Leading transformations has always been tough. And in the last few years, it’s only become more complex with greater uncertainty and disruption. Today, organisations are not just tweaking parts of themselves, they are fundamentally rethinking their strategies, products and services.

We have been closely looking at what this means for leadership teams during digital transformations. In working with clients across sectors, we have insight into what works and areas where teams often face roadblocks. Our ‘Leading through flux’ model identifies key enablers for staying agile and delivering change in a fast-changing environment. It defines the thinking for working through common challenges and creating lasting change.

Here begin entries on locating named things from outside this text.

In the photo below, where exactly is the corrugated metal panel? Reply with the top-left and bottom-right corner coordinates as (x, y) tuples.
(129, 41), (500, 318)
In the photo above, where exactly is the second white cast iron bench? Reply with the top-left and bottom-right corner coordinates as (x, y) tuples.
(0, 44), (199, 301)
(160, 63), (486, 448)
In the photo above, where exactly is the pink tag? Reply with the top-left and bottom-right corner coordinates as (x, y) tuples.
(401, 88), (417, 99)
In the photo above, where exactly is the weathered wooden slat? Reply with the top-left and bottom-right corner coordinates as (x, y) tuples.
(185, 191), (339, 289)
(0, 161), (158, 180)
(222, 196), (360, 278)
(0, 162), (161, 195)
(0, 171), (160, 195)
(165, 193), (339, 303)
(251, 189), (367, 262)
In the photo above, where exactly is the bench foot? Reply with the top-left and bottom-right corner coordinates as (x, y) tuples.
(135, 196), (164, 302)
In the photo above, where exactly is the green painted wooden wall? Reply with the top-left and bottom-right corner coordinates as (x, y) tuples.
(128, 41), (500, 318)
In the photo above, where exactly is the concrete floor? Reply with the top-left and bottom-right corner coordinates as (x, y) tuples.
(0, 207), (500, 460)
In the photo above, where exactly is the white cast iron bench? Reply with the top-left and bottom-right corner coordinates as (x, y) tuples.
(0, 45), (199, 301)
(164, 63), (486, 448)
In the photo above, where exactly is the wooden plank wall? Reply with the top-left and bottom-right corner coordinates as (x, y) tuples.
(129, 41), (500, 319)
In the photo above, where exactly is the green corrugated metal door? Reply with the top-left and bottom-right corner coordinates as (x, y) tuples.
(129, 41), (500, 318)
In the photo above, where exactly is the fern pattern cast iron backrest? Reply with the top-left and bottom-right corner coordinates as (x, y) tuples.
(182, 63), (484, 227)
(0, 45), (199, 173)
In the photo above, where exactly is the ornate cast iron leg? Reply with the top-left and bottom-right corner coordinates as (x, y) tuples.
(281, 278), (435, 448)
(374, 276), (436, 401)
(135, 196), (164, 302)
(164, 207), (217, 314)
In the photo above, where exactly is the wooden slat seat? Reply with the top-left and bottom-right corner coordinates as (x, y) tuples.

As humans, we are creatures of habit. People, culture and established ways of working make transformation hard; it’s not the technology or processes. Given that people are at the heart of change, leaders need to focus on relationships with customers and staff. As we found in the KPMG 2021 CEO Outlook, leaders must stay true to their purpose and values while remaining agile.

In our model with trust at its core, there are four key parts to achieve this – Strategy Making, Test and Learn, Execution and Sustainability.

Strategy Making: are you keeping on top of changes and listening to peers?

To deliver on digital transformation today, you have to be in tune with what’s happening around you, be prepared and listen to colleagues who think differently. You are likely to get left behind if you remain insulated.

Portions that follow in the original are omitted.